Background technology
Kind duck parvovirus (being commonly called as " three weeks are sick ") is the 1-3 kind duck in age in week at first found at our province in 1987, and to rush down be a kind of new eqpidemic disease of clinical symptom to breathe heavily.This disease is mainly encroached on the young bird kind duck of 7-21 age in days, sickness rate 27-62% and case fatality rate 22-43%, and the duck major part of recovering becomes stiff duck, already causes very large economy loss for kind duck.Aspect this disease pathogen, diagnosis and study on prevention, I all occupy the top standard of international similar research.We at first separate, have identified a kind duck parvovirus (MPV) at home and abroad, confirm that MPV is kind cause of disease of duck parvovirus, are the newcomers that the Parvoviridae parvovirus belongs to, and have enriched the animal virology content.Set up on this basis and prepared 5 strain monoclonal antibodies, use a wherein strain monoclonal antibody sensitization polystyrene latex, take the lead in having set up latex agglutination (LPA) and agglutination inhibition test (LPAI) detection virus and antibody at home and abroad; Utilize biotechnology to select simultaneously and meet the low virulent strain that the manufacturing living vaccine is used, the vaccine of preparation can effectively prevent a kind duck parvovirus." kind duck parvovirus disease live-vaccine " and " kind duck parvovirus diagnostic reagent " obtained one type of new veterinary drug certificate of country respectively in 2000.

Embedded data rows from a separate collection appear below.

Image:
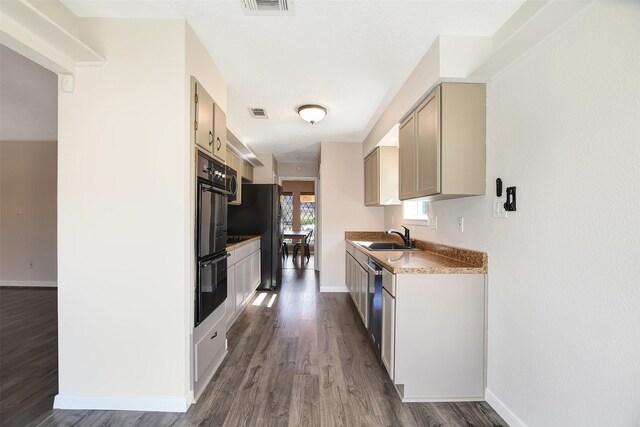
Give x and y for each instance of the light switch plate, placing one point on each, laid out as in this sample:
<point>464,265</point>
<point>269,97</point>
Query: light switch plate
<point>498,208</point>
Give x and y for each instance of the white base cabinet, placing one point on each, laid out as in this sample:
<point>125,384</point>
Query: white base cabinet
<point>209,349</point>
<point>440,330</point>
<point>433,331</point>
<point>357,281</point>
<point>243,277</point>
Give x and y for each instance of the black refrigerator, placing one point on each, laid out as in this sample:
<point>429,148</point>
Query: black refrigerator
<point>260,214</point>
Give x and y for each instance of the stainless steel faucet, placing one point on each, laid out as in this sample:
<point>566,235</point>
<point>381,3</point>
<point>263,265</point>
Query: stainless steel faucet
<point>406,237</point>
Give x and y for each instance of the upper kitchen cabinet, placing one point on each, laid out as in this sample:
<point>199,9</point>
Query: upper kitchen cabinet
<point>381,177</point>
<point>442,144</point>
<point>208,118</point>
<point>247,171</point>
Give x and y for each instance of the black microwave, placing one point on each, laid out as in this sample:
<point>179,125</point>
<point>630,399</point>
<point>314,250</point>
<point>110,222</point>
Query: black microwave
<point>231,183</point>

Kind duck gosling blast is to have raised district's outbreak of epidemic kind duck on ground such as Putian, Fujian Province, Fuqing since 1997, and all there is generation in each foster duck area, the whole nation at present.Young clinically kind duck takes place to come off with diarrhoea, intestines mucosa, and to form embolism be characteristic, sickness rate 50-70%, case fatality rate 40-65%.Use various microbiotic, kind duck parvovirus vaccine and the high immunity yolk antibody etc. all can not disease controlling, the provisions duck be already caused than large economy and loses.For effectively anti-system should disease; We have carried out cause of disease, diagnosis and study on prevention: from 1997 should disease Fujian Province kind duck raise the district popular since, we successively are separated to 8 strains kind duck source goose parvovirus from morbidity kind duck internal organs, and have carried out comprehensive and systematic evaluation; Affirmation should virus be a kind duck gosling blast virus; Clinically should disease normal and kind duck parvovirus polyinfection, very harmful, artificial challenge or find all that clinically its M & M all is higher than a kind duck parvovirus.On this basis, our seed selection becomes kind duck gosling blast virocyte to adapt to low virulent strain and is developed into a kind duck gosling blast less toxic vaccine, and can effectively prevent should disease.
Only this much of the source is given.